For the Christian doctrine of the Incarnation is not simply a theophany a revelation of God to Man; it is a new creation the introduction of a new spiritual principle which gradually leavens and transforms human nature into something new. The history of the human race hinges on this unique divine event which gives meaning to the whole historical process (“The Christian View of History”).

The Creator entered His Creation. The eternal one embraced time. The infinite became finite, or as Hopkins put it, “infinity dwindled to infancy.” Man is no longer lost and alone in a dark world, for the true light has shone upon it to enlighten it.

The Incarnation itself is salvific, though the Paschal Mystery culminates the saving action of Christ. The Incarnation is the bridge between God and man. Man was far from God, but now Christ unites humanity to the Godhead. Aquinas explains that the hypostatic union (the divine and human natures of Christ united in His divine personhood) makes Christ the mediator: “We may consider two things in a mediator: first, that he is a mean [in the middle]; secondly, that he unites others. Now it is of the nature of a mean to be distant from each extreme: while it unites by communicating to one that which belongs to the other.”
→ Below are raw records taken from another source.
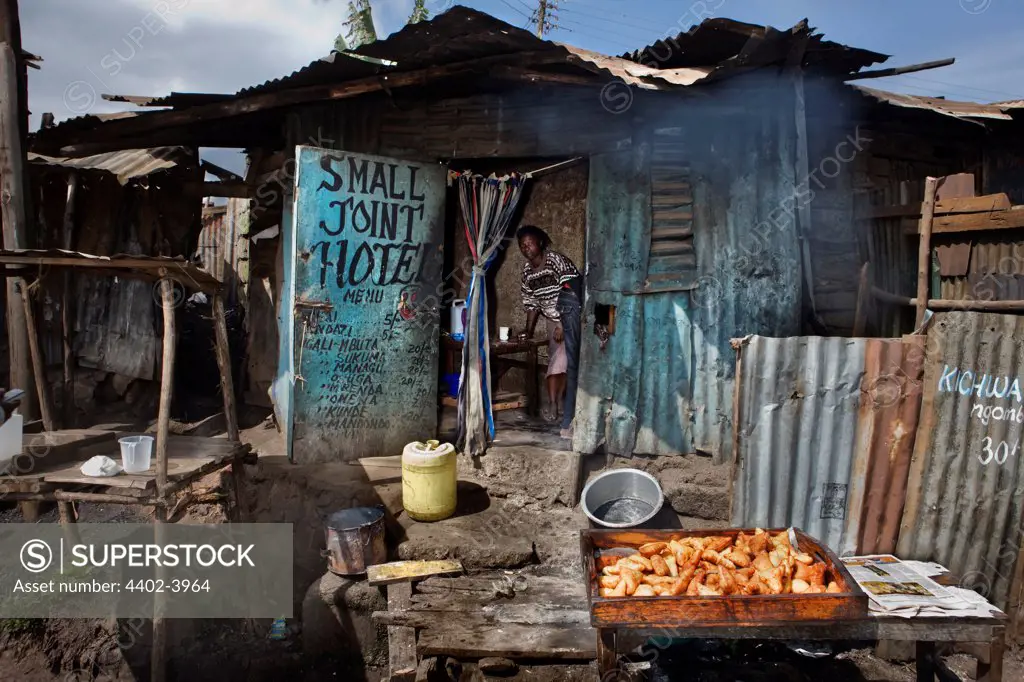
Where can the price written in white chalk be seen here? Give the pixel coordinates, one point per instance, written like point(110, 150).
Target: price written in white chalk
point(999, 455)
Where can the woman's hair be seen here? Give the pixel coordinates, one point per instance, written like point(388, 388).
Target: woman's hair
point(532, 230)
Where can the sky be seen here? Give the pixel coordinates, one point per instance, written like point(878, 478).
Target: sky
point(152, 47)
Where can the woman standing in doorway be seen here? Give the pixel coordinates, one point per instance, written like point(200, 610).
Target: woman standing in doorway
point(552, 287)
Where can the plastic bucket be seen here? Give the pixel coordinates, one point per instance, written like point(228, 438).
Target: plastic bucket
point(136, 452)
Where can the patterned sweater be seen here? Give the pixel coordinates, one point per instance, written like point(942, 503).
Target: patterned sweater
point(542, 286)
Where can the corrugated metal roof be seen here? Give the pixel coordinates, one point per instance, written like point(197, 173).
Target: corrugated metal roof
point(731, 44)
point(463, 35)
point(334, 68)
point(960, 110)
point(965, 506)
point(175, 99)
point(799, 399)
point(125, 165)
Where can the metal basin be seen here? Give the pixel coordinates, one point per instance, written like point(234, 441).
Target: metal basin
point(622, 499)
point(354, 540)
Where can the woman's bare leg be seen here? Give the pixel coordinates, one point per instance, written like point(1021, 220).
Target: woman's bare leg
point(553, 399)
point(560, 380)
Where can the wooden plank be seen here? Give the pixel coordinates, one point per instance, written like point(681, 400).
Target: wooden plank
point(178, 468)
point(672, 232)
point(406, 571)
point(536, 614)
point(509, 641)
point(669, 214)
point(222, 350)
point(668, 248)
point(964, 205)
point(400, 640)
point(925, 248)
point(972, 222)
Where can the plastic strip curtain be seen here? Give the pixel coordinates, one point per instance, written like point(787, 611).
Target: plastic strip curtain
point(488, 205)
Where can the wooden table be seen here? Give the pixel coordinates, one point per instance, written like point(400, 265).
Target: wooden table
point(49, 469)
point(500, 354)
point(926, 632)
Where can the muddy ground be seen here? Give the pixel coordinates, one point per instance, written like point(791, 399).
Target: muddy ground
point(522, 496)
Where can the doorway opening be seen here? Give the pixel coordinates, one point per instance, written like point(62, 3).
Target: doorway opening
point(556, 203)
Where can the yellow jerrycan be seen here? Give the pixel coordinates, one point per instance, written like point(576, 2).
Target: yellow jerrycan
point(429, 476)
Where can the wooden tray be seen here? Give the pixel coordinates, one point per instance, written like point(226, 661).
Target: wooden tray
point(713, 611)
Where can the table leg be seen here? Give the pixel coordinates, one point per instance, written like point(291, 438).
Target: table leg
point(605, 654)
point(238, 479)
point(992, 671)
point(69, 519)
point(926, 669)
point(534, 384)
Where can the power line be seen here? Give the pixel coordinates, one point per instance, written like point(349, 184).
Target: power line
point(588, 26)
point(518, 11)
point(961, 86)
point(604, 38)
point(617, 23)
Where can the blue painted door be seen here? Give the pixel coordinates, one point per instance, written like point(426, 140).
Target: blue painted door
point(367, 252)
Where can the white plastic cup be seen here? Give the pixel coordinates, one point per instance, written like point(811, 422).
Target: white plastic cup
point(135, 453)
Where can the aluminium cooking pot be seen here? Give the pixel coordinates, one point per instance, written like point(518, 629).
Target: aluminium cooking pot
point(354, 540)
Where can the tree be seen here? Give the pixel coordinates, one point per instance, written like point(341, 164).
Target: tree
point(420, 12)
point(359, 25)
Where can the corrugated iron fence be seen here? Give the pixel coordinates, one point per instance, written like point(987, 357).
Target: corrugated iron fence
point(819, 419)
point(905, 445)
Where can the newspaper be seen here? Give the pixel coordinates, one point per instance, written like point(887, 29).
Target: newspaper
point(897, 588)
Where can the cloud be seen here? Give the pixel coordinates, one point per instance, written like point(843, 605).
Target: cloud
point(151, 47)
The mediation of the Incarnation consists essentially in the famous phrase of St. Athanasius: “God became man so that man might become God.” This incomprehensible reality opened to us at the moment of the Annunciation.
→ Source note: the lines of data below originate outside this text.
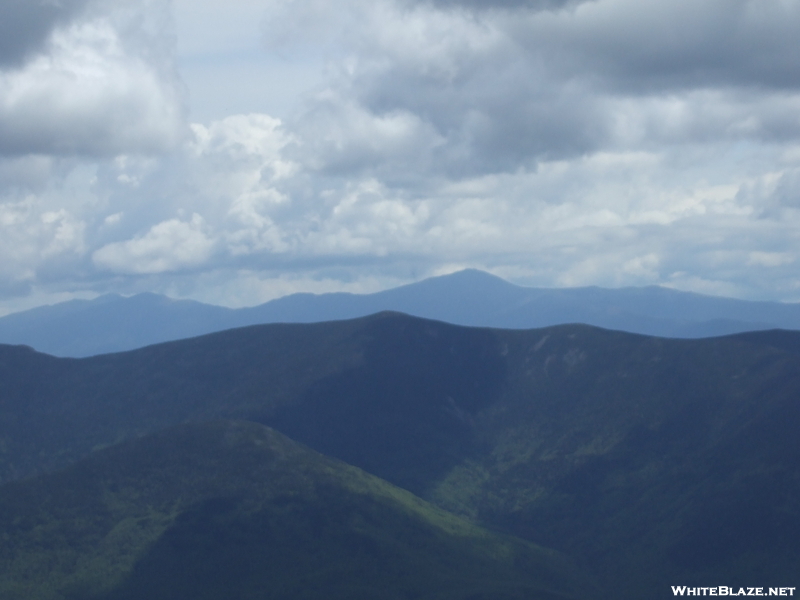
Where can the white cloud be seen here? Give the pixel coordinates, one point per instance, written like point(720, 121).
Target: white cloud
point(609, 142)
point(168, 246)
point(91, 91)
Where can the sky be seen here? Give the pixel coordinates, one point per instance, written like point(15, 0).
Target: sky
point(234, 152)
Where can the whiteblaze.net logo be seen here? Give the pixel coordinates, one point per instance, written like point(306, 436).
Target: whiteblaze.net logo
point(722, 590)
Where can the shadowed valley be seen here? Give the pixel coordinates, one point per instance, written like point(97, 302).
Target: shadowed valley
point(648, 461)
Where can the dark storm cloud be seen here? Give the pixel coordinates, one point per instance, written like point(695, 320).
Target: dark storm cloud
point(671, 46)
point(26, 24)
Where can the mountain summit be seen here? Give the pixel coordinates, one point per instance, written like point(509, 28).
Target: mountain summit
point(114, 323)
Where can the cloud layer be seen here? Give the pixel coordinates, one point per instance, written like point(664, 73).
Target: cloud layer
point(608, 142)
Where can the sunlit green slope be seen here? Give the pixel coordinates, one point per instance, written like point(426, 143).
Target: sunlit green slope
point(232, 510)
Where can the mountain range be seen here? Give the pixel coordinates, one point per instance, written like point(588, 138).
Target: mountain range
point(113, 323)
point(647, 462)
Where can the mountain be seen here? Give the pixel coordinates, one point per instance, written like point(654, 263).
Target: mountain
point(227, 510)
point(649, 461)
point(113, 323)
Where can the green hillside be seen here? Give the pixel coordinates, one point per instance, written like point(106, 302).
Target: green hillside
point(228, 510)
point(649, 461)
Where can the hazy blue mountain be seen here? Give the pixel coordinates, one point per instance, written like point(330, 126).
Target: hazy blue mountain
point(112, 323)
point(650, 461)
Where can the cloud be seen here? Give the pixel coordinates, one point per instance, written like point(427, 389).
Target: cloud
point(608, 142)
point(167, 246)
point(101, 85)
point(25, 26)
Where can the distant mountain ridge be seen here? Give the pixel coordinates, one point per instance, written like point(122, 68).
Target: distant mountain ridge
point(113, 323)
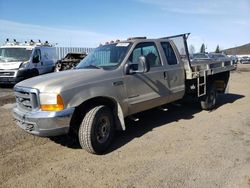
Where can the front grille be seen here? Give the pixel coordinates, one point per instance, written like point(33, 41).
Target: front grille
point(26, 98)
point(7, 73)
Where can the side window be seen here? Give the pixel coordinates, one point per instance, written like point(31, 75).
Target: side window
point(149, 51)
point(169, 53)
point(37, 52)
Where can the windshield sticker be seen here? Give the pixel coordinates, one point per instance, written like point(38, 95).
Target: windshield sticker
point(123, 44)
point(28, 48)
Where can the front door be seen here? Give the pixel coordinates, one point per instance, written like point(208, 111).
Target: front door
point(146, 90)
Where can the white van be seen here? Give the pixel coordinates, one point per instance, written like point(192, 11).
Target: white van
point(21, 61)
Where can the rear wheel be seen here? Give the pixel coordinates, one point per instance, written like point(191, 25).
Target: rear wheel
point(208, 102)
point(97, 130)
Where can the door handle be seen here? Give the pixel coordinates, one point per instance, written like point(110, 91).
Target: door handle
point(165, 75)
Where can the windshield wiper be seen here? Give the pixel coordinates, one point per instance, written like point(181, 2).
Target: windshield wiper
point(92, 66)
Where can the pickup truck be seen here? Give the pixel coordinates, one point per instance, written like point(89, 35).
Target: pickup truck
point(114, 82)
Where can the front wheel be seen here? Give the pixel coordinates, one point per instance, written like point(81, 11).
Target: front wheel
point(208, 102)
point(97, 130)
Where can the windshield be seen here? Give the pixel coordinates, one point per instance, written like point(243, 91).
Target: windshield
point(200, 56)
point(14, 54)
point(106, 57)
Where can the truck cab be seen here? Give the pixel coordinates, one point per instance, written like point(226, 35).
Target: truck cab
point(19, 61)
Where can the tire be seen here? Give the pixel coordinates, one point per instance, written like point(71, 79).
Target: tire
point(208, 102)
point(58, 67)
point(97, 130)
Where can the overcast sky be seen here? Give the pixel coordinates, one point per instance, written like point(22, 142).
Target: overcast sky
point(79, 23)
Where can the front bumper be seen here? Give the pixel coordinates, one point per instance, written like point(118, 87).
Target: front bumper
point(44, 123)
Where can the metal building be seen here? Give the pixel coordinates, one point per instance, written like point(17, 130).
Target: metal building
point(62, 51)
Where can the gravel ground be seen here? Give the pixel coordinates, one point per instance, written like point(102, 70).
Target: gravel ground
point(183, 147)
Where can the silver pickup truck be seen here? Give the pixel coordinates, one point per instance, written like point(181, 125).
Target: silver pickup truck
point(114, 82)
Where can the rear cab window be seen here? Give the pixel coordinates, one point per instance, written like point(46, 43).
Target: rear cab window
point(169, 53)
point(149, 51)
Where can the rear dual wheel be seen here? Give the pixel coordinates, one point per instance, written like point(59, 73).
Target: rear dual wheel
point(208, 102)
point(97, 130)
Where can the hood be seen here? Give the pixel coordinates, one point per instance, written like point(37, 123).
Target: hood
point(58, 81)
point(10, 65)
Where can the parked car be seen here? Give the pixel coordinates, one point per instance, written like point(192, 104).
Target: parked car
point(200, 57)
point(19, 61)
point(219, 57)
point(245, 59)
point(70, 61)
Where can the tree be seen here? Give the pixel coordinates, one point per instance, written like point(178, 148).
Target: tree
point(217, 50)
point(203, 49)
point(191, 49)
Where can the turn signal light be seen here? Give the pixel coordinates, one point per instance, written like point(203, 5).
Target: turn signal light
point(54, 107)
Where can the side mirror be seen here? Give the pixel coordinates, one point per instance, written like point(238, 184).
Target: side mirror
point(141, 67)
point(36, 59)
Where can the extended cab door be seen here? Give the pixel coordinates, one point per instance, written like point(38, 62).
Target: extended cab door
point(146, 90)
point(174, 70)
point(36, 60)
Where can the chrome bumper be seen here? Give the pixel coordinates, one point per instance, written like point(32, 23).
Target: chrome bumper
point(44, 123)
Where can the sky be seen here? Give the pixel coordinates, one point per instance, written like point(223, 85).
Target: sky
point(82, 23)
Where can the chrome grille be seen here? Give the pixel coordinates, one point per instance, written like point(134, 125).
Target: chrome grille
point(26, 98)
point(7, 73)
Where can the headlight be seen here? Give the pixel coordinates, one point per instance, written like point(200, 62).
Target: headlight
point(51, 102)
point(24, 64)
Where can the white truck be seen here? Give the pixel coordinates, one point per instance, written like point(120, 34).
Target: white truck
point(116, 81)
point(19, 61)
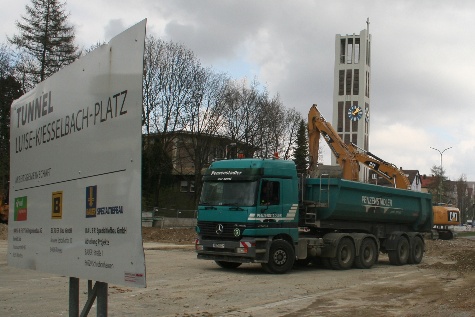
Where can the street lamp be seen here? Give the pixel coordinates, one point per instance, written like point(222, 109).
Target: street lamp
point(441, 152)
point(440, 178)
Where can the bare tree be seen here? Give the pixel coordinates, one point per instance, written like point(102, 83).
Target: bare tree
point(171, 87)
point(242, 114)
point(203, 118)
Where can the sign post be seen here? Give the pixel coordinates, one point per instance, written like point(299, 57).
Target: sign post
point(75, 178)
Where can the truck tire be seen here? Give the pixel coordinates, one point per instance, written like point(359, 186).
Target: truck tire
point(401, 254)
point(345, 255)
point(228, 265)
point(368, 254)
point(417, 251)
point(281, 257)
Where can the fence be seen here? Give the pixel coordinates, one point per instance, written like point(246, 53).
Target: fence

Secondly, the Annunciation is such an important feast because Mary’s fiat is the definitive response of obedience to God, reversing the rejection of God in the Garden: “Let it be done to me according to Your Will.” Pope Benedict explains the significance of this moment in Jesus of Nazareth, volume 3:

In one of his Advent homilies, Bernard of Clairvaux offers a stirring presentation of the drama of this moment. After the error of our first parents, the whole world was shrouded in darkness, under the domain of death. Now God seeks to enter the world anew. He knocks at Mary’s door. He needs human freedom. The only way he can redeem man, who was created free, is by means of a free “yes” to his will. In creating freedom, he made himself in a certain sense dependent upon man. His power is tied the unenforceable “yes” of a human being. So Bernard portrays heaven and earth as it were holding its breath at this moment of the question addressed to Mary. Will she say yes? She hesitates…will her humility hold her back? Just this once–Bernard tells her–do not be humble but daring! Give us your “yes!” . . . It is the moment of free, humble yet magnanimous obedience in which the loftiest choice of human freedom is made (36).
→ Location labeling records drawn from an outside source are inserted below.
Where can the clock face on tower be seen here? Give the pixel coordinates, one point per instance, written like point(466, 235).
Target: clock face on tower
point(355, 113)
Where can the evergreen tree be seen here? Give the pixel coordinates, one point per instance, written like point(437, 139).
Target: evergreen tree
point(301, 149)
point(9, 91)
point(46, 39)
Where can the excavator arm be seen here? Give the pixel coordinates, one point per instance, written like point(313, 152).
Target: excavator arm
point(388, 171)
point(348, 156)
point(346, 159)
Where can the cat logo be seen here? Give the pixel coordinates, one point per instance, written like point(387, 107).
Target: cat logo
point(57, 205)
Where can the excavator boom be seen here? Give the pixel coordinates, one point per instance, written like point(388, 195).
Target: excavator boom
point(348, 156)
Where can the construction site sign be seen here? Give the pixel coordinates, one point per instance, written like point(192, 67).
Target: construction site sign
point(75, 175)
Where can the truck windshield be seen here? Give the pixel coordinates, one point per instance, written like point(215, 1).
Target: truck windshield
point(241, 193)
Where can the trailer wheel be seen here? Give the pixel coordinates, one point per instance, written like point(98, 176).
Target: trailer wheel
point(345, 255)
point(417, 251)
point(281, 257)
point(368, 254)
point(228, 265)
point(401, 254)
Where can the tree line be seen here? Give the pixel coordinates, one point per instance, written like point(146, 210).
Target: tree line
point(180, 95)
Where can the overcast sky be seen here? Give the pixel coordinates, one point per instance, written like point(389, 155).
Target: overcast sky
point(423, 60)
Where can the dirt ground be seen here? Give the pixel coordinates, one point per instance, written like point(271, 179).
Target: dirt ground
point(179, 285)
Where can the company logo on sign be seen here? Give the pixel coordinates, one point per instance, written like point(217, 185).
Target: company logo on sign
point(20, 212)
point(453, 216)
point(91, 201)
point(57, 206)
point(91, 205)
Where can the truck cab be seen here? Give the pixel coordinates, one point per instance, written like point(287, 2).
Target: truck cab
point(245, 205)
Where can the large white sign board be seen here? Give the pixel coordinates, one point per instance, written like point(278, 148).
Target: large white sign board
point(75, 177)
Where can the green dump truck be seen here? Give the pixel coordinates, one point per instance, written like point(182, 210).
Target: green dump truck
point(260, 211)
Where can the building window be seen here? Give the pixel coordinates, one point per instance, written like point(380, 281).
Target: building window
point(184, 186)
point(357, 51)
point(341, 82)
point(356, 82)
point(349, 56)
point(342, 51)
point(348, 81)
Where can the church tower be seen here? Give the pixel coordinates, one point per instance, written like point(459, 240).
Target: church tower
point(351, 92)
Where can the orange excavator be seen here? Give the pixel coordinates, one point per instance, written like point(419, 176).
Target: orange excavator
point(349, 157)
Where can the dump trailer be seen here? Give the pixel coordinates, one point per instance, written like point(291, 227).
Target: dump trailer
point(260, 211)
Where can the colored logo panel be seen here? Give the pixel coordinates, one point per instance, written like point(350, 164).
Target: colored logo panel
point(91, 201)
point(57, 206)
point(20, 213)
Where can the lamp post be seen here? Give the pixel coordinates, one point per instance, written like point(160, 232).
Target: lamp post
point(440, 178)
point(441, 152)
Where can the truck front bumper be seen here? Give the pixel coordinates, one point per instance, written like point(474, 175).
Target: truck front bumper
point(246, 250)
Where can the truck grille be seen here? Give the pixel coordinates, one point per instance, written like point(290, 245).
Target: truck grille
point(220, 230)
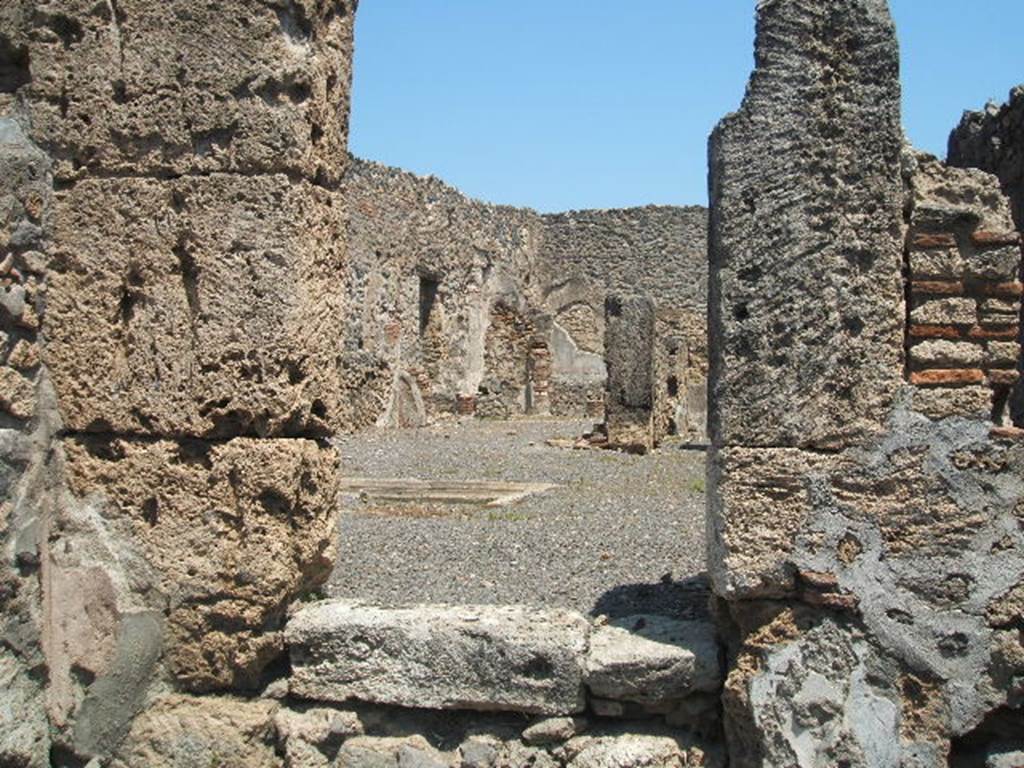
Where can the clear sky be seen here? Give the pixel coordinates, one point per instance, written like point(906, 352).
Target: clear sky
point(591, 103)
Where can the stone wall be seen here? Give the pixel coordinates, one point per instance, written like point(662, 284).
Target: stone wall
point(863, 505)
point(656, 251)
point(993, 140)
point(169, 208)
point(515, 322)
point(436, 278)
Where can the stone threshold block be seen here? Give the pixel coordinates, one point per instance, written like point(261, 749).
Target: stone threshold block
point(198, 306)
point(500, 658)
point(510, 658)
point(487, 493)
point(652, 659)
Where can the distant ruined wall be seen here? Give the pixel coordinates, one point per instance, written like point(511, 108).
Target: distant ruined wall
point(864, 510)
point(516, 323)
point(429, 273)
point(657, 251)
point(993, 140)
point(169, 326)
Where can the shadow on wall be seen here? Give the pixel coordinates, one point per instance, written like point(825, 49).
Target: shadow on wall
point(684, 598)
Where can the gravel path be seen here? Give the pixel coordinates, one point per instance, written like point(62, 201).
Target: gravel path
point(621, 535)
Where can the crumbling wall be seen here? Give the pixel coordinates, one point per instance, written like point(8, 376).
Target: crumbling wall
point(992, 140)
point(407, 231)
point(170, 211)
point(657, 251)
point(412, 236)
point(863, 508)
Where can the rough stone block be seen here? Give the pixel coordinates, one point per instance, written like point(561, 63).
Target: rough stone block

Not only does God become man at the Annunciation, but Mary, the new Eve, makes a definitive act of cooperation that enables the Incarnation to occur. At this moment, she becomes our Mother, which will culminate, just like the mediation of Christ, in the Paschal Mystery. Some of the Church Fathers made the crucial connection between the Annunciation and Good Friday by ascribing the date of March 25th to both events. In this sense, the fact that the Annunciation falls during Lent should help prepare us for the events of Holy Week.

But Mary’s fiat did not end at the Annunciation. It echoes through time and its memoria becomes definitive for our life as well. We follow Mary in her yes, enabling Christ to be born in our lives as well. (This is important to remember as we meditate on the first joyful mystery.) Pope Benedict draws this point out as well:

Mary becomes a mother through her “yes.” The Church Fathers sometimes expressed this by saying that Mary conceived through her ear–that is to say: through her hearing. Through her obedience, the Word entered into her and became fruitful in her. In this connection, the Fathers developed the idea of God’s birth in us through faith and baptism, in which the Logos comes to make us ever anew, making us God’s children (ibid., 37).

Celebrate the Annunciation with great joy and devotion! It marks God’s entrance into the world and our entrance into God’s life. The Incarnation is the center of human history. Let’s make it the center of our lives.